The five and half year streak of failing revenue continues for IBM, as the tech giant racks up a 22nd consecutive quarter of decline in Q3 of 2017.
Despite the streak continuing, IBM almost clambered out of the deepening pit by achieving $19.15 billion in revenue, beating analyst predictions of $18.6 billion, according to Reuters.
Posting strong earnings per share, IBM experienced a three per cent share price rise, peaking at five per cent.
IBM’s strong results beat analyst expectations according to Thomson Reuters, gaining $3.30 in earnings per share, as opposed to a predicted $3.28.
This achievement lines the company up to end the calendar year strong with $13.80 in earning per share, again beating analyst predictions of $13.75 reported by Reuters.
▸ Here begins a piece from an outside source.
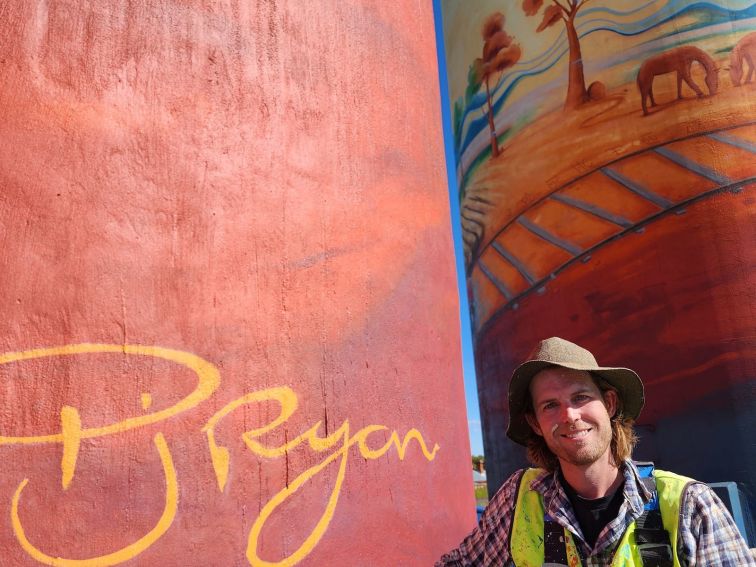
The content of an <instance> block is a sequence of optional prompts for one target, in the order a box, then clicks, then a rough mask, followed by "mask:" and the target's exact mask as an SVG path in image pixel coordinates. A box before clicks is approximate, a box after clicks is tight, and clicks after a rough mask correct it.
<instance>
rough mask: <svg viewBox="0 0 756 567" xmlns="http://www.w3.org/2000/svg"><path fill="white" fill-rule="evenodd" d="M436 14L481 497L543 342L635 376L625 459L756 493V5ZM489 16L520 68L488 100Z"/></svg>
mask: <svg viewBox="0 0 756 567" xmlns="http://www.w3.org/2000/svg"><path fill="white" fill-rule="evenodd" d="M442 5H443V8H444V16H445V18H444V29H445V43H446V48H447V57H448V60H449V65H448V66H449V69H448V72H449V75H450V91H451V99H452V100H455V101H456V103H455V105H454V109H453V114H454V123H455V127H456V129H455V132H454V136H455V144H456V151H457V158H458V159H457V162H458V163H457V168H458V169H457V174H458V179H459V181H460V184H461V186H462V193H463V197H462V200H461V204H460V209H461V216H462V218H461V223H462V230H463V235H464V239H465V253H466V260H467V268H468V285H469V290H470V296H471V309H472V311H473V313H472V315H473V325H474V335H475V342H476V347H475V350H476V365H477V370H478V389H479V395H480V400H481V414H482V420H483V427H484V444H485V449H486V459H487V461H486V462H487V465H488V473H489V476H488V478H489V485H490V486H489V488H491V489H495V488H496V487H498V486H499V485H500V484H501V483H502V482H503V480H504V479H505V478H506V477H507V476H508V475H509V474H510V473H511V472H512V471H513V470H514V469H515V468H516V467H518V466H520V465H521V464H522V463H523V462H524V451H523V450H522V449H521V448H520V447H517V446H515V445H514V444H513V443H511V442H510V441H508V440H507V439H506V437H505V434H504V432H505V429H506V424H507V419H508V416H507V400H506V395H507V387H508V379H509V376H511V373H512V370H513V369H514V367H515V366H516V365H517V364H518V363H519V362H521V361H522V360H524V359H525V357H526V355H527V354H528V352H529V351H530V350H531V349H532V348H533V346H534V345H535V344H536V342H537V341H538V340H540V339H543V338H546V337H549V336H554V335H557V336H562V337H565V338H567V339H570V340H572V341H575V342H577V343H579V344H581V345H585V346H586V347H588V348H589V349H591V350H592V351H593V352H594V353H596V355H597V358H598V360H599V362H600V363H602V364H605V365H609V366H612V365H621V366H630V367H631V368H634V369H637V370H638V371H639V373H640V375H641V376H642V377H643V379H644V382H645V384H646V400H647V401H646V407H645V409H644V411H643V413H642V414H641V416H640V419H639V422H638V430H639V433H640V436H641V443H640V446H639V448H638V450H637V452H636V456H637V457H639V458H642V459H643V458H647V459H652V460H654V461H656V462H657V464H658V465H659V466H661V467H664V468H667V469H671V470H674V471H677V472H679V473H682V474H686V475H690V476H694V477H697V478H699V479H701V480H704V481H723V480H735V481H740V482H742V483H744V484H746V485H747V486H748V487H749V489H750V491H751V493H753V470H754V467H756V452H754V445H753V443H752V442H751V441H750V437H751V432H752V431H753V429H754V425H755V424H754V418H753V412H752V411H751V409H752V407H753V402H754V397H753V380H754V378H755V377H756V342H754V337H756V332H755V331H756V327H755V326H754V325H755V323H754V322H755V321H756V318H755V317H754V313H756V301H755V297H754V294H753V289H754V284H756V271H754V266H756V253H755V252H754V246H753V242H754V241H756V227H755V224H754V219H753V213H754V210H755V209H754V193H753V191H754V188H756V158H755V156H754V154H755V153H756V145H754V141H755V140H756V105H755V104H754V100H756V99H754V88H756V87H754V84H755V83H754V82H753V77H752V75H751V74H750V67H749V64H748V63H747V59H748V57H747V55H746V54H749V53H752V51H753V49H754V37H756V36H755V35H754V31H753V30H754V29H756V7H754V5H753V3H752V2H750V1H745V0H743V1H741V0H736V1H728V2H723V1H709V2H687V1H684V0H679V1H678V0H666V1H658V2H643V3H639V2H632V1H625V0H617V1H612V2H608V1H605V2H601V1H598V2H590V3H587V2H571V3H569V5H568V4H567V3H557V2H550V1H545V2H526V3H523V2H516V3H512V4H511V5H506V6H504V5H502V4H501V3H500V2H486V1H482V2H479V3H478V4H476V7H475V9H471V8H470V6H469V4H467V3H464V2H459V1H455V0H448V1H445V2H443V3H442ZM560 6H561V7H560ZM502 10H503V13H502V14H501V15H492V14H497V12H499V11H502ZM562 11H570V12H572V13H571V14H562V15H564V16H565V17H564V18H562V17H560V14H559V13H561V12H562ZM502 16H503V17H502ZM492 19H493V20H495V21H497V22H499V24H500V27H502V29H503V30H504V31H505V33H506V34H507V35H508V36H509V39H508V43H509V44H510V45H518V47H519V49H520V51H521V57H520V61H519V62H517V63H516V64H515V65H514V66H512V67H511V68H507V69H505V70H504V71H503V72H501V73H499V74H498V75H497V77H496V80H493V79H491V78H490V77H488V79H489V82H491V83H492V85H493V84H494V83H495V85H494V86H492V87H491V90H492V93H493V94H492V96H491V97H490V98H489V97H488V96H487V94H486V92H485V91H486V89H485V87H484V85H483V84H482V82H481V80H480V79H481V75H480V73H477V74H476V72H475V70H476V69H477V68H478V67H477V66H479V63H475V60H476V59H477V58H480V57H481V52H482V51H481V50H483V51H485V50H486V47H485V46H486V43H485V42H486V39H485V37H484V36H485V33H484V32H481V30H485V29H487V28H486V23H485V22H490V21H492ZM575 32H576V33H575ZM468 70H472V72H468ZM749 79H750V80H749ZM651 95H653V97H652V96H651ZM680 95H682V98H680ZM489 110H493V112H494V115H495V116H494V120H493V121H490V120H488V119H487V118H486V114H487V113H488V111H489ZM492 130H495V131H496V134H497V136H498V138H499V139H498V144H499V150H500V155H499V156H498V157H491V156H492V154H493V152H492V151H491V148H490V146H491V139H490V136H491V131H492Z"/></svg>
Ginni Rometty, IBM chairman, president and chief executive officer, said: “In the third quarter we achieved double-digit growth in our strategic imperatives, extended our enterprise cloud leadership, and expanded our cognitive solutions business… There was enthusiastic adoption of IBM’s new Z Systems mainframe, which delivers breakthrough security capabilities to our clients.”
The Z mainframe was released targeting the current and critical problem of security, providing data encryption at every level of the network, according the company.
Martin Schroeter, IBM senior vice president and chief financial officer, said: “During the first three quarters of the year, our strong free cash flow has enabled us to maintain our R&D investments and to expand IBM’s cloud and cognitive capabilities through capital investments… In addition, we have returned nearly $8 billion to shareholders through dividends and share repurchases.”
IBM has continued to be a driving force in developing and integrating somewhat nascent technologies poised to disrupt traditional processes. A central example of this is the company’s work with blockchain, now working to use the technology in conjunction with a cryptocurrency to enhance cross-border transactions.